Content Discussion History

Data Science is More “Human” Than You Think

Data science… that big, shiny, new field that has everyone talking.

Before entering graduate school, I didn’t know much about data science. I only knew that it was some newfangled branch of computer science, and that I wasn’t interested. Me? I wanted to work with people. I wanted to make change in the world. I wanted to use psychology (my undergraduate major). I wanted to help people and study humanity. Data science doesn’t have any of those things, I thought.

Make no mistake, data science (especially data science specific to civic work) is, and will remain, a very human field. This was solidified for me at my very first data science conference—Data Science for Social Good (DSSG) 2017—where acquaintances and peers alike listened and learned from one another to see the human side of it all.

To make a long story short, I spent the majority of my energy simply listening to all of the smart folks around me. I learned a lot and came away with a few tidbits of advice for all data newbies, who might be under the impression (like I once was) that data science is an inanimate field. It is far from it. Here are a few of the most significant things that I heard, followed by my interpretations:

“It takes a team.”

Data science is not about isolating yourself in a cubicle. Realize that you’re not getting anywhere alone, and that any data science project will need a team. The ingredients for this team do not need to be 100% data scientist. In fact, the more comprehensively knowledgeable a team is, the better.

“Hire a conscience.”

Data science requires thoughtful minds. So employ compassionate professionals who can do more than just solve data problems. Seek to hire the conscientious, the self- and socially-aware. In particular, seek those who can critically evaluate from more than one perspective.

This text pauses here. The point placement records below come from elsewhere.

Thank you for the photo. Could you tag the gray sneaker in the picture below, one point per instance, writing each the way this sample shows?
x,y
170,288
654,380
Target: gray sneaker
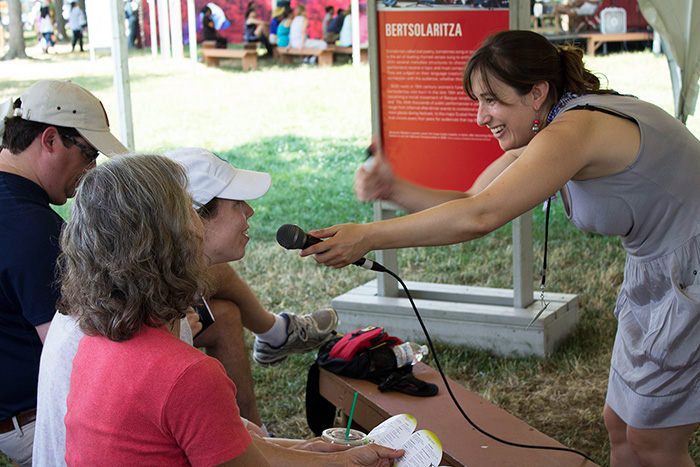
x,y
304,334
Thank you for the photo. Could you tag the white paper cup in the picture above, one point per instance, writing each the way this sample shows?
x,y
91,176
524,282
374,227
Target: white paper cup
x,y
337,436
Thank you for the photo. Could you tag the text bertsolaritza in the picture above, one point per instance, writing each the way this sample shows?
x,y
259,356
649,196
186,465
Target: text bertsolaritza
x,y
423,30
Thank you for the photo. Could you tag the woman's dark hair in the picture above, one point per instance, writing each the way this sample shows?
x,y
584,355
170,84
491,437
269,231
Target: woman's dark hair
x,y
208,211
521,59
131,254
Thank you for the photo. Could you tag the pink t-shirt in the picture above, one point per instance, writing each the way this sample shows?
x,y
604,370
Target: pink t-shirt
x,y
150,400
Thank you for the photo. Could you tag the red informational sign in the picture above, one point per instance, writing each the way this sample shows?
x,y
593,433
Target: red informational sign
x,y
429,129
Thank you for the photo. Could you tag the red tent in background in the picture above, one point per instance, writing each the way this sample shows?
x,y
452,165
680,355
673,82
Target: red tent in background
x,y
235,11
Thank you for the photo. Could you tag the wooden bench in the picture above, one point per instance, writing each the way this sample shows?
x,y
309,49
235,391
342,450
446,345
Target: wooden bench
x,y
462,444
595,39
248,55
364,52
324,56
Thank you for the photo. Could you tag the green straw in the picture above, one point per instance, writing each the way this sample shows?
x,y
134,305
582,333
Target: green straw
x,y
352,411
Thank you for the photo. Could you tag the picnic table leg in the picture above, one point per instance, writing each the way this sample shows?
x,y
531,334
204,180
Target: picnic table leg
x,y
325,58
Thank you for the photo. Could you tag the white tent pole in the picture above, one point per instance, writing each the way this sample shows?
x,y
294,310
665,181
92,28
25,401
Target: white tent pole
x,y
120,59
192,30
164,28
355,32
176,30
154,28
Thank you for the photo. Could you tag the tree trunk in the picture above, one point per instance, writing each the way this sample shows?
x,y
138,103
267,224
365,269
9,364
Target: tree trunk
x,y
16,32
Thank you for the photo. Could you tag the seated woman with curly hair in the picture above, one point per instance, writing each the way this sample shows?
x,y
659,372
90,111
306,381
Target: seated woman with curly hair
x,y
132,265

For example, say your question is, “How can we help mitigate the negative effects of gentrification?” Social scientists, sociologists, African American studies majors, urban planners, and so on are within the feasible realm of ‘team-member’ for a sensitive question of this complexity.

“Data is not racist.”

While some might say data itself has no opinion (“data is not racist,” said one conference presenter), I would have to disagree. Perhaps, data can be racist, because data collection methods can cause bias to exist within those datasets. It is important to recognize that any person is likely to bring his or her own biases into a project. This becomes a problem as we think about the potential ramifications of data science projects (real-life outcomes: city funds reallocation, resource development, time and attention).

While it is not always clear how to actively mitigate these issues (ethical and unbiased methodologies are more easily delineated than they are actually practiced), there are steps that we can take. For example, make an effort to think critically about your research questions. Have others take a second look. Do your questions make assumptions based on some unfounded opinion? Remember, research should be unassuming.

“This is about working with people, not with data.”

People = data. Perhaps the fact that information is often represented numerically causes us to forget this, but the truth remains: Data typically comes from people.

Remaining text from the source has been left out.